Perspective | Yes, Flynn pushed his luck. But the judge’s real rebuke was of Mueller.
Sweetheart deals don’t usually happen in federal courtrooms, and U.S. District Judge Emmet G. Sullivan sure didn’t like it that such a deal presented itself in his on Tuesday when he was set to sentence Michael Flynn. It may have looked as if the judge rebuked only Flynn when he delayed the sentencing after interrogating him about what he called treasonous behavior. But the judge also delivered a stinging, silent rebuke to special counsel Robert S. Mueller III.

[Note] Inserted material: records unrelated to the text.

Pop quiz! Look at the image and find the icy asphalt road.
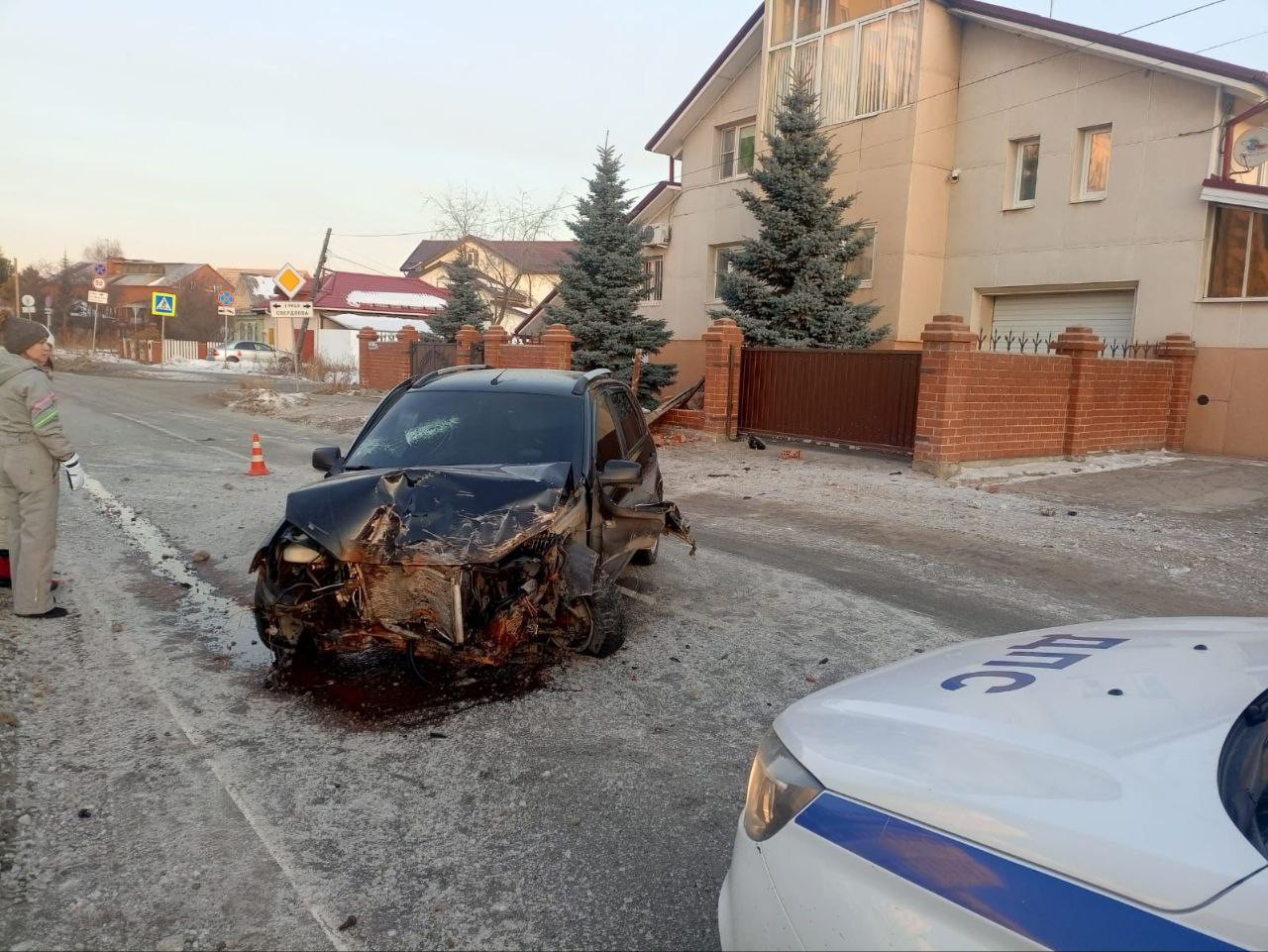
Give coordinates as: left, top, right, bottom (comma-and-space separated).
0, 375, 1262, 949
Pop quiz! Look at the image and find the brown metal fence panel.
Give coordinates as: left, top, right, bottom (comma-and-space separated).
409, 341, 458, 376
739, 348, 920, 452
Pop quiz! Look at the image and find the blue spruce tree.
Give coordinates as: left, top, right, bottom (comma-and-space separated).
427, 255, 493, 342
714, 77, 889, 348
547, 145, 678, 407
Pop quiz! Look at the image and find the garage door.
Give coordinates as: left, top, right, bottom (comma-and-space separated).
992, 290, 1136, 344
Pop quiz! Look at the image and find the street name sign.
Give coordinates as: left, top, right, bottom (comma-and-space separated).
150, 290, 176, 317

The judge indicated that he felt Flynn’s criminal conduct was more egregious than the false-statement charge to which he pleaded guilty. Yes, Flynn is cooperating in Mueller’s investigation into Russian interference in the 2016 presidential election, but apparently not enough for him to walk free, in the judge’s view. A judge is permitted to consider charged conduct and relevant conduct in such a deal, and here he seemed moved by the uncharged conduct relating to Flynn’s secret, well-compensated lobbying efforts on behalf of Turkey while he served as the Trump campaign’s primary national security adviser. Any cooperation agreement can require a delicate choreography among judge, prosecutor and defendant. That is particularly so when it appears that the prosecutor and defendant collaborate to usurp the judge’s discretion in sentencing. And that’s what happened when the special counsel’s office agreed to let Flynn plead guilty solely to a false-statements charge when he had engaged in more serious offenses.